Americans today are living in a very fat land.
Government economists say that not only is there more food available for the American diet than they have ever recorded, but Americans are also eating more each year.
The amount of food available for Americans to eat has increased 16 percent over the last 35 years, from 1,675 pounds in 1970 to 1,950 pounds in 2003. That translates to about 2,757 calories per person each day _ about 500 daily calories more than was available for consumption in 1970, the Department of Agriculture says.
“The increase in caloric availability is stunning,” said Harvard economist David Cutler, who has used the USDA surveys to argue calories consumption is increasing while individual energy expenditure isn’t. “It’s clear that people are eating more.”
Hodan Farah, a USDA economist, said the statistics are compiled from food production figures, then adjusted by extracting food exports and other food losses from spoilage and plate waste. The agency is currently updating its decade-old food consumption data, which should be completed by 2007.
Roger Clemens, a professor at the University of Southern California and an obesity expert with the Institute of Food Technologists, said the USDA data should be used cautiously.
“It’s quite startling, but if I were eating 500 more calories a day, I wouldn’t fit in this chair,” Clemens said. “I would be big as a horse.”
Clemens said the problem unaddressed by the USDA surveys is that both food industry practices and individual food preparation habits have undergone a radical transformation in the last three decades.
Bacon grease, favored by cooks as a way of preparing food in the kitchen a half-century ago, has been largely replaced with vegetable oils for cooking, he noted. And while USDA surveys document a decline in dairy consumption over the last 35 years, Clemens said that doesn’t take into account how food processors are using dairy components and whey in making processed food. Manufacturers of potato chips today even use a dairy byproduct as an adhesive to stick various flavors on their products.
The USDA data shows there has been a 63 percent increase in consumption of oils and fats from 1970 to 2003 in the United States. But Clemens said much of this could be explained by changing fast-food industry practices. For example, fast food concerns throw away cooking oils more frequently in order to maintain a consistent taste of their French fries.

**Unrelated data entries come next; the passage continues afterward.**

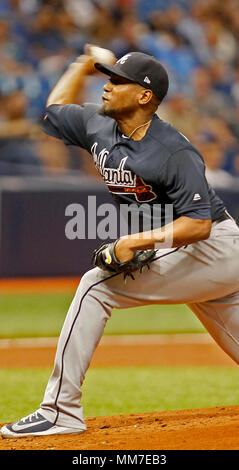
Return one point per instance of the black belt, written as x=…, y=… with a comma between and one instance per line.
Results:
x=225, y=216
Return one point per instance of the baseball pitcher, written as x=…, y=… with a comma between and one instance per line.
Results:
x=142, y=159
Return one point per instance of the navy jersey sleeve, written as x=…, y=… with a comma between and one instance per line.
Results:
x=186, y=185
x=69, y=122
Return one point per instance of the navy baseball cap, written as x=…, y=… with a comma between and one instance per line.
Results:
x=142, y=69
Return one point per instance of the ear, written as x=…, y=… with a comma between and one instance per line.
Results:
x=145, y=96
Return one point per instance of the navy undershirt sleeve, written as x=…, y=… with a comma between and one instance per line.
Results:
x=186, y=185
x=68, y=122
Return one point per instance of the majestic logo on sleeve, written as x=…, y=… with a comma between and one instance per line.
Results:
x=122, y=181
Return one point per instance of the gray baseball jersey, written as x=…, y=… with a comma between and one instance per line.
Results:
x=162, y=167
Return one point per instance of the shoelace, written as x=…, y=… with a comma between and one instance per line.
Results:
x=30, y=417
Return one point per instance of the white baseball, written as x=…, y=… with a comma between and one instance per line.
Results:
x=102, y=55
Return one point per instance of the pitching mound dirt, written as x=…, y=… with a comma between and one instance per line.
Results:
x=201, y=429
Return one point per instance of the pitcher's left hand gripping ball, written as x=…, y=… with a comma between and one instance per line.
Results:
x=105, y=258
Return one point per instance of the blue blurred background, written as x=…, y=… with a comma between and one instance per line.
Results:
x=197, y=41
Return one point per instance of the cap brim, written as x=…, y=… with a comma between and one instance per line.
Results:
x=111, y=70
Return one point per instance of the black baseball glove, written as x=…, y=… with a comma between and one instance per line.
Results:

“The reality has changed since 1970,” Clemens said. He said the USDA needs to find a way to adjust its figures to match changes in food production systems.
The increases in food production have coincided with a period where Americans are getting heavier _ and taller, too.
The average adult male today weighs 191 pounds today, compared to 166 pounds in 1960, and is 1 1/2 inches taller, according to the Centers for Disease Control and Prevention. The average female weighs 164 pounds today, compared with 140 pounds in 1960, and is 1 inch taller.
Obesity rates have also increased as well and are two times higher than in the 1960s. Of particular concern, the CDC says, are increases in obesity rates. Some 15 percent of children ages 6-19 today are rated as medically obese.
Adam Drewnowski, director of the nutrition science program at the University of Washington, said the government’s survey shows only that the availability of food in the United States far exceeds the energy needs of Americans today.
Drewnowski argues that the economics of cheaper food made with added sugars and fats explain higher rates of obesity among low-income families and those with lower educational rates. He estimates that 40 percent of the energy in the U.S. diet today is provided by added sugars and fats, which are found in food that is cheaper to buy than more healthful lean meats, fresh fruits and vegetables that would maintain a healthy diet.
“The system is geared to producing cheap calories _ added sugars and fats _ as opposed to inexpensive nutrient-rich foods,” he said.